// HostPriority represents the priority of scheduling to a particular host, higher priority is better.
type HostPriority struct {
// Name of the host
Host string
// Score associated with the host
Score int
}
PrioritizeNodes完整代码如下:
此部分代码位于pkg/scheduler/core/generic_scheduler.go
// PrioritizeNodes prioritizes the nodes by running the individual priority functions in parallel.

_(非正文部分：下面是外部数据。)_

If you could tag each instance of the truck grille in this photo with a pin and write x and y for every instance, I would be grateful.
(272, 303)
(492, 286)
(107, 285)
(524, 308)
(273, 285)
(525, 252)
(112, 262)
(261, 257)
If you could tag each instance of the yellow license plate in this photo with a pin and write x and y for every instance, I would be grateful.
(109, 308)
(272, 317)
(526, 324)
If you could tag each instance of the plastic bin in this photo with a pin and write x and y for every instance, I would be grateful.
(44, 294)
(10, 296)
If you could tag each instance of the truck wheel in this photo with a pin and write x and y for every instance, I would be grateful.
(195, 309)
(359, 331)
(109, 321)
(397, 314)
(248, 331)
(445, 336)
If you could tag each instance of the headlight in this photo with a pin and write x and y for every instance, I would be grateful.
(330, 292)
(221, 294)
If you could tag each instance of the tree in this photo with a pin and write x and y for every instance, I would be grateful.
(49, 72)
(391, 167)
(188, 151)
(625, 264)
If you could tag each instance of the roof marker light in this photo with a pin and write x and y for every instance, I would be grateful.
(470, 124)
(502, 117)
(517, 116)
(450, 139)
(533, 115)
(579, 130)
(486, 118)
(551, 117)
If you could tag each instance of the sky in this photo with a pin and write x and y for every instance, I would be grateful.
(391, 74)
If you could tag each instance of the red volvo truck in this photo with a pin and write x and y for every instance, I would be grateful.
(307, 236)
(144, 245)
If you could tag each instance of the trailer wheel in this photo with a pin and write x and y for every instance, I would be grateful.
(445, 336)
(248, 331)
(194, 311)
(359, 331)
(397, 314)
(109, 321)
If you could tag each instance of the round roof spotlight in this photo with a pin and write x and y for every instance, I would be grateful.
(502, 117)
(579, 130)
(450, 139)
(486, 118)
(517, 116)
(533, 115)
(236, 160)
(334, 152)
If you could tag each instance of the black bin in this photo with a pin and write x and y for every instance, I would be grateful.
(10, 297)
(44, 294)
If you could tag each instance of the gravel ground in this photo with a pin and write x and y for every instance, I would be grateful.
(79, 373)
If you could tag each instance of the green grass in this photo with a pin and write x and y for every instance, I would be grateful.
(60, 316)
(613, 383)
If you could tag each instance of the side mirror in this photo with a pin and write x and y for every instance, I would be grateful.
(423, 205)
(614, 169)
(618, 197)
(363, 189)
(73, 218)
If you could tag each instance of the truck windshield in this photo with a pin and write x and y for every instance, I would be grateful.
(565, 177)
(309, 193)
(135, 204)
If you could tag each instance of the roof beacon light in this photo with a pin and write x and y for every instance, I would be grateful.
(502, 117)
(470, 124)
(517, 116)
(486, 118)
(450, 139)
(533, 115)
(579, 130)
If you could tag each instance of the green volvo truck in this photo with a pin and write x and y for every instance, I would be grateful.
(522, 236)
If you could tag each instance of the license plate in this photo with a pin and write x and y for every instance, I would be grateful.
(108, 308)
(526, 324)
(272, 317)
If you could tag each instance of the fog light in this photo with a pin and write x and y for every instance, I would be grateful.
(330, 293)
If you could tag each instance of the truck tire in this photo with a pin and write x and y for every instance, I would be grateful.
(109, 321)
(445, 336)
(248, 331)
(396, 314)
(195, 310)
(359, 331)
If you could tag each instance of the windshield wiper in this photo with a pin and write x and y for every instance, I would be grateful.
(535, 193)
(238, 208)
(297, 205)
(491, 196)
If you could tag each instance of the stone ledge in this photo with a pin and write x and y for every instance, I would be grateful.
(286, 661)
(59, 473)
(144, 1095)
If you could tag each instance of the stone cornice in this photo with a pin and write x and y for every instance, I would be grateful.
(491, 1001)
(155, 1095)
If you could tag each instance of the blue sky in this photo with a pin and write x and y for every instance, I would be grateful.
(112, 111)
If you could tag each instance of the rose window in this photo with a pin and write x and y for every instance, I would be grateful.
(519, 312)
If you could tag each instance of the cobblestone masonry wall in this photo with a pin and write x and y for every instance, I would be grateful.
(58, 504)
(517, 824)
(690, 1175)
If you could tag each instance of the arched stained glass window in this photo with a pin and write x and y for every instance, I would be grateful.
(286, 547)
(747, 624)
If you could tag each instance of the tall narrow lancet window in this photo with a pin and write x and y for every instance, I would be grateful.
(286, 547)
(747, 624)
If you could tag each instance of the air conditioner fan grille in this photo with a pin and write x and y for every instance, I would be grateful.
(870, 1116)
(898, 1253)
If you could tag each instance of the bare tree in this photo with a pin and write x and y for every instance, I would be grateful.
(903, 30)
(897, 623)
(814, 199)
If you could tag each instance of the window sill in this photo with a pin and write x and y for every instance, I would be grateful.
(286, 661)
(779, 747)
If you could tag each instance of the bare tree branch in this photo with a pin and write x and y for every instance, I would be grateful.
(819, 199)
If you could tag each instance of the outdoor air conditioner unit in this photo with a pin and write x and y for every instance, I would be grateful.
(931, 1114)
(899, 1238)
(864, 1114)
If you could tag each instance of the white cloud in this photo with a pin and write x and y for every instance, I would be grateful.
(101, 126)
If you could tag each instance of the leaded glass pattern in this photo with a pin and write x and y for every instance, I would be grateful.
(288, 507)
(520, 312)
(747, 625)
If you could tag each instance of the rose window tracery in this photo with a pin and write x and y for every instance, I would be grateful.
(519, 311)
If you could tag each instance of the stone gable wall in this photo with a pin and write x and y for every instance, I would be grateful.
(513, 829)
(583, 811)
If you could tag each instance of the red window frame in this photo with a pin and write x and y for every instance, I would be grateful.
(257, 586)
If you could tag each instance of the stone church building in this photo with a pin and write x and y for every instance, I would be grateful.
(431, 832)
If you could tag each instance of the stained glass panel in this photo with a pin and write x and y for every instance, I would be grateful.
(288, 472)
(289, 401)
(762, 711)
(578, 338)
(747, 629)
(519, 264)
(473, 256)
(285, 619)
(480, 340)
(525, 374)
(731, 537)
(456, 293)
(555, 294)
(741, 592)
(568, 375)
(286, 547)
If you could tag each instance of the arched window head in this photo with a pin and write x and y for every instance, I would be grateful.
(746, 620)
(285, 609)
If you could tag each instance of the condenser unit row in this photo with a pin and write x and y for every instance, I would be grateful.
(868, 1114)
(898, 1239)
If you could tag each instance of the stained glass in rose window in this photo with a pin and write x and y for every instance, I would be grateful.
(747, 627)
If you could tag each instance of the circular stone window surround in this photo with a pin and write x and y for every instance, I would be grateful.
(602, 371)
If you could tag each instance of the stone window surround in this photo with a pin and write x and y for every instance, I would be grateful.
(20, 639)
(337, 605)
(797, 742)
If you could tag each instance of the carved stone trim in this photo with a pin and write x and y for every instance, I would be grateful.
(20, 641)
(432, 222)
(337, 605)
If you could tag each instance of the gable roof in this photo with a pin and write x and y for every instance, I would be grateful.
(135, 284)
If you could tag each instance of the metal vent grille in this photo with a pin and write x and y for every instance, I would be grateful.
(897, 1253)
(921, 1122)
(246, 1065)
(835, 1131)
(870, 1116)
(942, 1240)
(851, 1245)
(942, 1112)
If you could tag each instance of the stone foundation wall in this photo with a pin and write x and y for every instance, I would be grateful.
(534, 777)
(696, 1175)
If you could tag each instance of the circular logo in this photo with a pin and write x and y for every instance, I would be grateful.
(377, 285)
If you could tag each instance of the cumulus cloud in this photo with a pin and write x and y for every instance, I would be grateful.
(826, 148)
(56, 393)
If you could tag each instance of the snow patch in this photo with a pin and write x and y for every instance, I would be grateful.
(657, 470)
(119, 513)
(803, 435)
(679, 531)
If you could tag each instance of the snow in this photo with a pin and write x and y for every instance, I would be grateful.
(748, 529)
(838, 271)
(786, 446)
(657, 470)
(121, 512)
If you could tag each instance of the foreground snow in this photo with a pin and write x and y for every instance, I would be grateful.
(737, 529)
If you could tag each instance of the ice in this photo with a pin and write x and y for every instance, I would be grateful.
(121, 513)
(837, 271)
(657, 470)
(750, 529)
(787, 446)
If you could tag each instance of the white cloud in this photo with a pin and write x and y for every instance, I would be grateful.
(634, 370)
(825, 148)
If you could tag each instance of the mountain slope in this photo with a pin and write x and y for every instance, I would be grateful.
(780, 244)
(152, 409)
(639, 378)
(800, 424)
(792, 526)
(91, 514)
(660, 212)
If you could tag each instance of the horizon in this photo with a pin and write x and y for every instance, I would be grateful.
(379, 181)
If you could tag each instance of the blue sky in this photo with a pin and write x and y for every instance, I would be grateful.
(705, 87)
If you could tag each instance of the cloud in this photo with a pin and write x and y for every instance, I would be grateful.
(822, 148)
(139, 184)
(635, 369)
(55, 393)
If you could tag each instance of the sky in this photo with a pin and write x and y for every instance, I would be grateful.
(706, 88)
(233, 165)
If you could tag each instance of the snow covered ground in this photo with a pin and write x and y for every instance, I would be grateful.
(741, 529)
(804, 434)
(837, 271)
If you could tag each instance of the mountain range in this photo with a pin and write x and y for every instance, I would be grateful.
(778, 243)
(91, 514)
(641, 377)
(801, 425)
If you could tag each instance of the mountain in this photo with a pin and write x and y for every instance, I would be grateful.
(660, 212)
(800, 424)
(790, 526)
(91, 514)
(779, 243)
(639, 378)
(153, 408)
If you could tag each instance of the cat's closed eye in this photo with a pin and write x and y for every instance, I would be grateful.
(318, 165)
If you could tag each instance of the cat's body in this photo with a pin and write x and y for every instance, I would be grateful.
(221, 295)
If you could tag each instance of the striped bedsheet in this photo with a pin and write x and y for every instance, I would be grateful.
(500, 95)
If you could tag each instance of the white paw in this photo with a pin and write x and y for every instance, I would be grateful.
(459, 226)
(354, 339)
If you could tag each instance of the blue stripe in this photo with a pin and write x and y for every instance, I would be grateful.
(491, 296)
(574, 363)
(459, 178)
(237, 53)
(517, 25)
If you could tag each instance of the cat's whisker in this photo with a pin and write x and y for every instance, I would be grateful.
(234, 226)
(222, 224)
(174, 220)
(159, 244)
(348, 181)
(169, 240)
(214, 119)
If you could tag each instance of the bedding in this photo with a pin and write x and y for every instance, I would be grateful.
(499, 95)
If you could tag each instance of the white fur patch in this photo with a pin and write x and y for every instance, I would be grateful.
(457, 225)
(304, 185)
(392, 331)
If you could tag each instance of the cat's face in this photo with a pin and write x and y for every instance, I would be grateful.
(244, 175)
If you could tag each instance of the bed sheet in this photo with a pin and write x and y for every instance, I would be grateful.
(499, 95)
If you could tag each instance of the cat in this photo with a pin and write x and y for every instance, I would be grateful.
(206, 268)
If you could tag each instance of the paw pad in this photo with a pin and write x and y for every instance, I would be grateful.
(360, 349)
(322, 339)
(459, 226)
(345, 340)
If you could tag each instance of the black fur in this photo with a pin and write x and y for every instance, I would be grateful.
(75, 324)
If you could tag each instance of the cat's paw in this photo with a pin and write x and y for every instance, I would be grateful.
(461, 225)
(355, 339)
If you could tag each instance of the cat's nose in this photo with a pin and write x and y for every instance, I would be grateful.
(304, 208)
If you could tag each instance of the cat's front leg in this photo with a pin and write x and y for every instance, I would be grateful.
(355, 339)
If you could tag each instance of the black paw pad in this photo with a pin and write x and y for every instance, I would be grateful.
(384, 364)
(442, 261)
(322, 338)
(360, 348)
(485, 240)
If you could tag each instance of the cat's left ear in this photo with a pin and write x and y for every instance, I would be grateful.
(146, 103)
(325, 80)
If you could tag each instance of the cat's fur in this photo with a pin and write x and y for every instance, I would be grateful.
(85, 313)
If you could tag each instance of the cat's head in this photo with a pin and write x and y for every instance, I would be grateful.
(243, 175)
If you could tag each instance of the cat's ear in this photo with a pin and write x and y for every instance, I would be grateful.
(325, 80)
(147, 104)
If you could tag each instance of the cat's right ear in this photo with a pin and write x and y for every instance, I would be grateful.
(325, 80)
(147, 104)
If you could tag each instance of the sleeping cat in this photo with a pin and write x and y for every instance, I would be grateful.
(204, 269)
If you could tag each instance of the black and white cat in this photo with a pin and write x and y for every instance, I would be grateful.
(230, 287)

// Each priority function is expected to set a score of 0-10
// 0 is the lowest priority score (least preferred node) and 10 is the highest
// Each priority function can also have its own weight
// The node scores returned by the priority function are multiplied by the weights to get weighted scores
// All scores are finally combined (added) to get the total weighted scores of all nodes
func PrioritizeNodes(
pod *v1.Pod,
nodeNameToInfo map[string]*schedulercache.NodeInfo,
meta interface{},
priorityConfigs []algorithm.PriorityConfig,
nodes []*v1.Node,
extenders []algorithm.SchedulerExtender,
) (schedulerapi.HostPriorityList, error) {
// If no priority configs are provided, then the EqualPriority function is applied
// This is required to generate the priority list in the required format
if len(priorityConfigs) == 0 && len(extenders) == 0 {
result := make(schedulerapi.HostPriorityList, 0, len(nodes))
for i := range nodes {
hostPriority, err := EqualPriorityMap(pod, meta, nodeNameToInfo[nodes[i].Name])
if err != nil {
return nil, err
}
result = append(result, hostPriority)
}
return result, nil
}
var (
mu = sync.Mutex{}
wg = sync.WaitGroup{}
errs []error
)
appendError := func(err error) {
mu.Lock()
defer mu.Unlock()
errs = append(errs, err)
}
results := make([]schedulerapi.HostPriorityList, len(priorityConfigs), len(priorityConfigs))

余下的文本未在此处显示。